How to shop with your morals in mind

  • Focus on the source of the clothing that you’re buying - including where the materials originally came from and where the clothing was manufactured.

    • Most all retailers have a commitment of some sort now but it’s hard to know exactly whether your specific shirt was made in a factory with decent conditions.

  • Check out companies like Jeff Denby’s other brand PACT which focuses on creating apparel that is not made in sweatshops, is ethically produced, uses non-GMO organic cotton, and non-toxic dyes

  • See if the clothing is made from recycled materials and thus is getting close to the holy grail of closed-loop sourcing.

Who’s trying to change the apparel industry

  • The Renewable Workshop’s tagline is that they “Partner with the world’s best-loved apparel brands to bring their big piles to our factory where they’re refurbished to become Renewed Apparel”

  • It works like this: Instead of the store putting a damaged shirt into a warehouse to sit forever, The Renewable Workshop will take it, fix it, and make it into a useful product. 

  • Every garment that makes its way into The Renewable Workshop’s factory in Oregon will leave as a newly repaired and functional piece of clothing, with a no landfill guarantee.
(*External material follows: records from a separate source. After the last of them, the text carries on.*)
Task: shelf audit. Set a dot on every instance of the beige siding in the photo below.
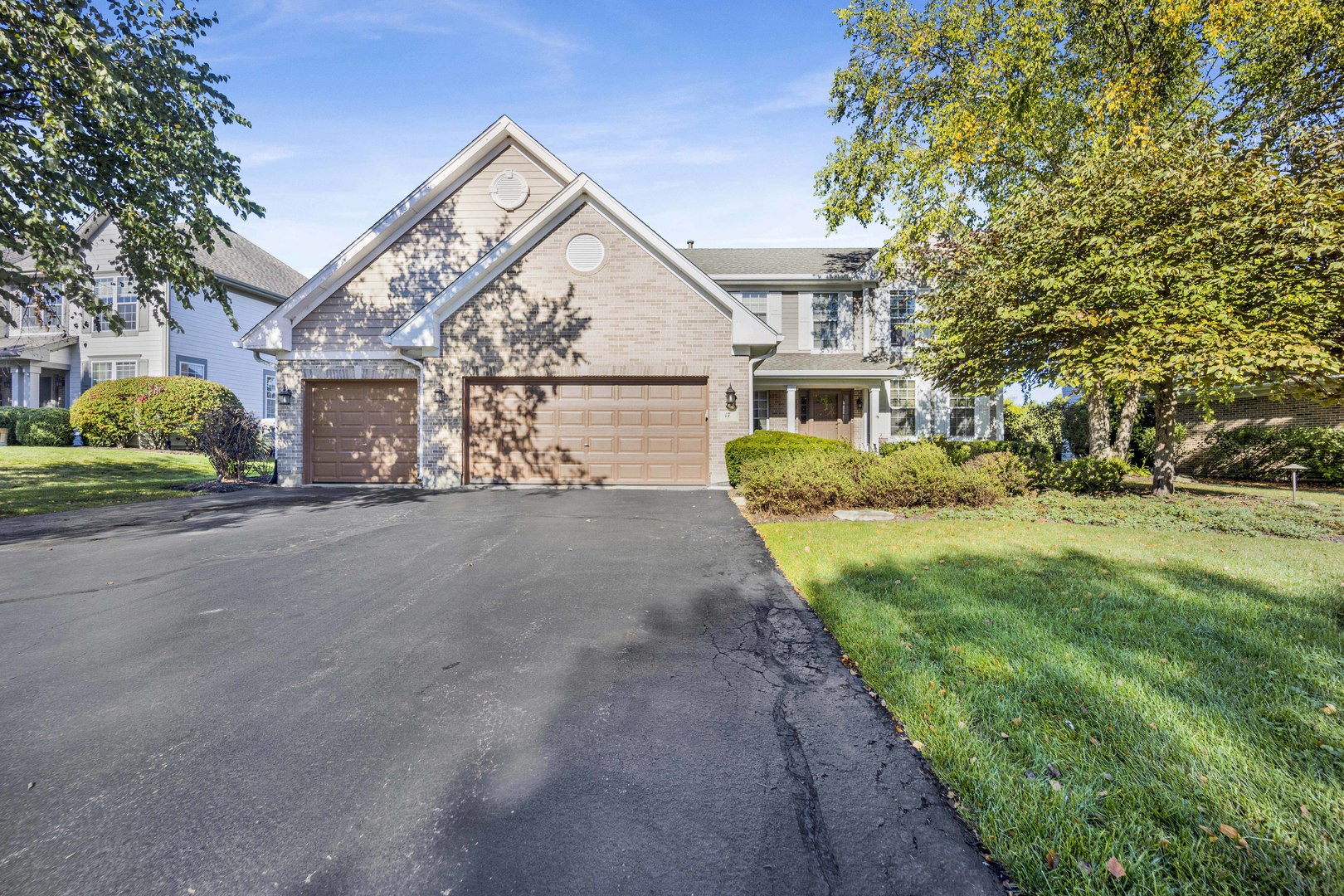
(424, 261)
(791, 323)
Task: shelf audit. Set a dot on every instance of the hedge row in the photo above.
(763, 444)
(1262, 451)
(147, 411)
(37, 426)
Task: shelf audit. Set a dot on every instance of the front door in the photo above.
(825, 414)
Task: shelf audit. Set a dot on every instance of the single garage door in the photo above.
(592, 431)
(360, 430)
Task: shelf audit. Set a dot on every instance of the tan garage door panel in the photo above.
(360, 431)
(647, 433)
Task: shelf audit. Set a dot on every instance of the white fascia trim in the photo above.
(875, 375)
(804, 280)
(355, 355)
(398, 221)
(424, 329)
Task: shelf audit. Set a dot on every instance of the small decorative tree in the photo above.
(230, 438)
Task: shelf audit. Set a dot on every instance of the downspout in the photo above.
(420, 414)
  • The Renewable Workshop is focusing on the backend of clothing production - something the consumer never sees or thinks about - what happens to the clothing that is not perfect 

  • It’s like the ugly/imperfect produce initiatives that are working to end food waste - but for clothing

    • Take a defective shirt and make it work again - avoid the landfill and create a product that can be used for what it was originally was created to be

Jeff Denby

  • Received his BASc in Mechanical Engineering from the University of Waterloo

  • Went on to receive his MBA in Social Responsibility from the University of California, Berkeley, Haas School of Business

  • While pursuing his MBA, Jeff worked on brand and sustainability programs for Gap, Jack Daniel’s and eBay. 

  • Before founding The Renewal Workshop, Jeff was the co-founder of PACT - an apparel brand that aims to change the apparel industry for good. 

    • PACT makes organic cotton basics in a transparent supply chain that aims to improve the lives of the farmers who grow the organic cotton and the workers who make the clothing. 

    • Now, PACT is available in more than 500 retail outlets with partners such as Whole Foods, Nordstrom, and Amazon.